7:48 PM, Sunday May 17th 2020
To start, you've doing some excellent work with your form intersections, both with drawing the forms such that they feel consistent and cohesive within the scene in which they exist, but also in establishing the clear relationships between them in three dimensions. There is still room for improvement specifically with how you handle intersections between rounded surfaces and flat surfaces, as shown here, but you're definitely making excellent progress.
Over the course of this lesson, I think you follow the trend most students do. You start out approaching your drawings with a relatively simple breakdown of the structure with some subdivisions to find the location of particular properties, but certain things being established a little more loosely (like certain curving lines not quite being fleshed out in more specific terms as explained here). You then hit a point where construction really requires you to buckle down and define just about every tiniest measurement, and you do not disappoint.
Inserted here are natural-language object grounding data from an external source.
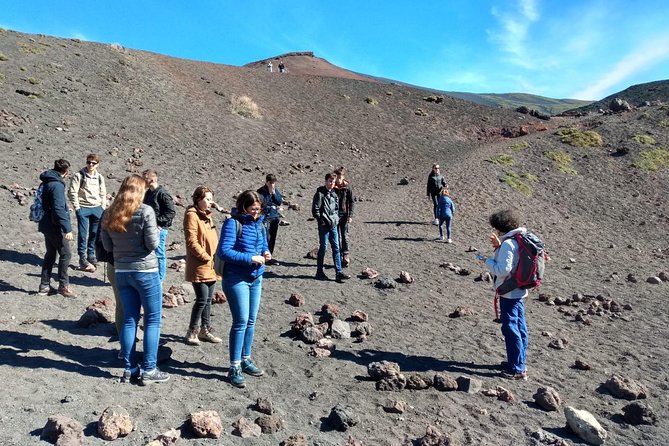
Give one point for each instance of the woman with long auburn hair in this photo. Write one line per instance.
(129, 230)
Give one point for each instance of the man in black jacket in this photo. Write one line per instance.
(325, 210)
(57, 229)
(163, 205)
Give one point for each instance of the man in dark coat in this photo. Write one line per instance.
(325, 210)
(57, 229)
(163, 205)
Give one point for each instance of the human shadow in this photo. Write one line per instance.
(18, 350)
(405, 239)
(4, 286)
(413, 363)
(20, 258)
(397, 222)
(102, 329)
I think when you hit that PS4 controller, you may have come out with your brain a little fried by the end, but the patience, care, conscientiousness and attention to detail that you demonstrated here is phenomenal. You broke every measurement down, did not skimp on minor axes or other constructional features, and the it all paid off. Your construction there was exceptionally well done, and you leveraged subtle but meaningful use of line weight to bring the final object out of the scaffolding very clearly, but without falling into the trap of trying to do a "cleanup pass" and replace y our lines. I'm very pleased with how this came out.
You do continue to demonstrate this kind of fastidiousness throughout your work, although there are some places where a little more could have gone a long way. For example, the bottle on this page was a bit haphazard, specifically in establishing the curvature of its body. It would have been better to establish the cross-sectional ellipses through the midpoint of its height (and maybe even a couple more along that axis) to establish how it occupies space more specifically and directly. Instead, you kind of skipped over that stuff and tried to approximate how it ought to be curved, and it somewhat fell apart on you.
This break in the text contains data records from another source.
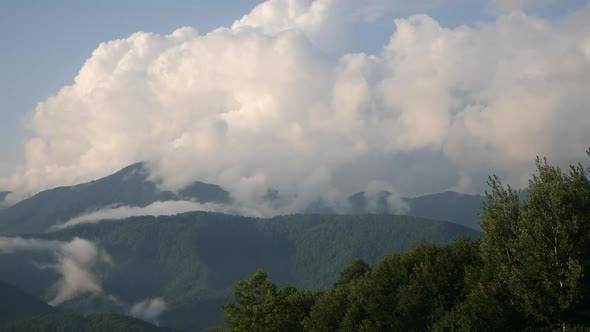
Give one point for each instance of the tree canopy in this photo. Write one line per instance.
(530, 271)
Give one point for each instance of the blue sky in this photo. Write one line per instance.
(45, 43)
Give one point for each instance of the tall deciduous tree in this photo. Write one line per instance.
(539, 248)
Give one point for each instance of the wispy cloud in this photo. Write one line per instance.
(149, 309)
(75, 263)
(260, 105)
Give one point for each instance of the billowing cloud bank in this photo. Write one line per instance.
(265, 104)
(75, 263)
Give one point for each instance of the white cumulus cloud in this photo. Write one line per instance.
(259, 105)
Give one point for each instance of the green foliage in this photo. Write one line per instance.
(261, 306)
(16, 304)
(530, 272)
(69, 322)
(193, 259)
(130, 186)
The last three drawings however were once again, very well done. I was especially pleased with the fan, and I feel you did a great job of establishing a sense of weight with its base, and handled the roundedness of the cage really nicely.
All in all, I think you've taken away a great deal from this lesson, and I'm pleased to mark it as complete. Keep up the great work.
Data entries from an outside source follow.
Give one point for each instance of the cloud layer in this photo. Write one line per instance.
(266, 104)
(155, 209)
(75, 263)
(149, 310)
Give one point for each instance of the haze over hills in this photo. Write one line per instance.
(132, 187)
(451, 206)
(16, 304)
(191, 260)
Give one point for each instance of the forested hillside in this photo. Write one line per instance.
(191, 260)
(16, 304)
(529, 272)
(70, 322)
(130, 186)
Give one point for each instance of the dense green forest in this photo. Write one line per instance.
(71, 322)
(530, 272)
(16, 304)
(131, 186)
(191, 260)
Feel free to move onto the 25 wheel challenge. Your freehand ellipses are pretty good, though you still may want to take advantage of the freedom to use an ellipse guide here, as it can help us to stay focused on the core principles of the lesson. If you do, keep in mind that full ellipse guide sets can be pretty expensive, but a "master template" which comes with a number of different degrees limited to smaller sizes can help you get through the last two lessons.